The militants, who are allied to Daesh, have destroyed swathes of remote northeast Nigeria since 2009, killing at least 20,000 people and forcing more than 2.6 million from their homes.
Counter-insurgency operations since early 2015 have pushed them out of captured towns and villages to the point where the government in Abuja now believes they are a spent force.
But with deadly attacks still a regular occurrence, Nigeria’s highest-ranking army officer said a “collective effort” was needed to counter its guerilla tactics — and those of similar groups who have wreaked havoc elsewhere around the world.
“We understand the challenges across the spectrum of asymmetric warfare,” Nigeria’s Chief of Army Staff Lt. Gen. Tukur Yusuf Buratai said on Wednesday at the headquarters of operations against the militants in the northeastern city of Maiduguri.
“This... is a global phenomenon. We must work in synergy to make sure that the terrorism that has been affecting not only here and in the sub-region (of West Africa) but indeed globally” is ended, he added.
A regional force comprising troops from Nigeria and its neighbors Cameroon, Chad, Niger and Benin, has helped push Boko Haram out of captured territory since early 2015.
But Western nations have largely held back from more direct involvement in the conflict, including sales of weapons and equipment because of the Nigerian army’s poor human rights record.
US, British, French and German soldiers, among others, are currently present in a “non-lethal” advisory and support roles, in areas from providing Nigerian troops with intelligence and infantry training to tackling the threat from improvised explosive devices.

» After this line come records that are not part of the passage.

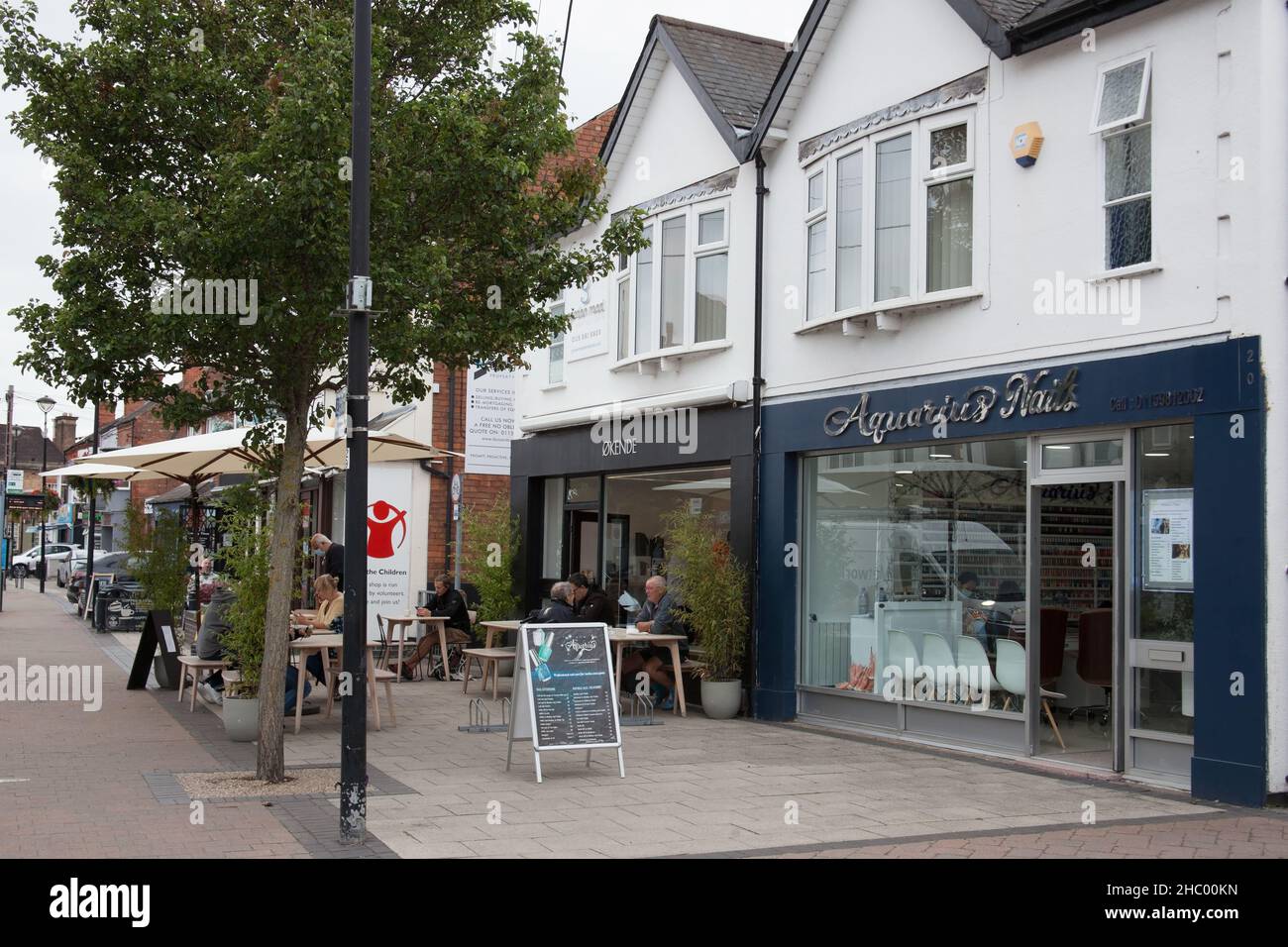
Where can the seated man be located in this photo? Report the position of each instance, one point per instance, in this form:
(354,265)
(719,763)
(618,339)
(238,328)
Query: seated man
(214,626)
(657,617)
(447,603)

Senior commanders on the ground say the goal now is to develop the Nigerian Army’s skills so people can return to their homes and begin rebuilding their lives.
President Muhammadu Buhari and his predecessor Goodluck Jonathan have said the refusal of Western government to sell the Nigerian military hardware has hampered its efforts to tackle Boko Haram. A $600 million deal with the US for 12 fighter aircraft was held up after more than 100 civilians were killed in an airstrike in January this year.
Nigeria said this week the purchase had finally been approved.
Britain’s Foreign Minister Boris Johnson also said last month that a request for further equipment was being considered.
London’s minister in charge of armed forces, Mark Lancaster, who reviewed British Army support programs across northern Nigeria this week, said “the real key” to improvement was proper basic training, including in human rights.
The presence of foreign nations was “a genuine recognition that the problems we face here in Nigeria are not just Nigeria’s problems in the northeast,” he told AFP.
“Not only are they cross-border within the region but of course this is an international problem with an international solution.”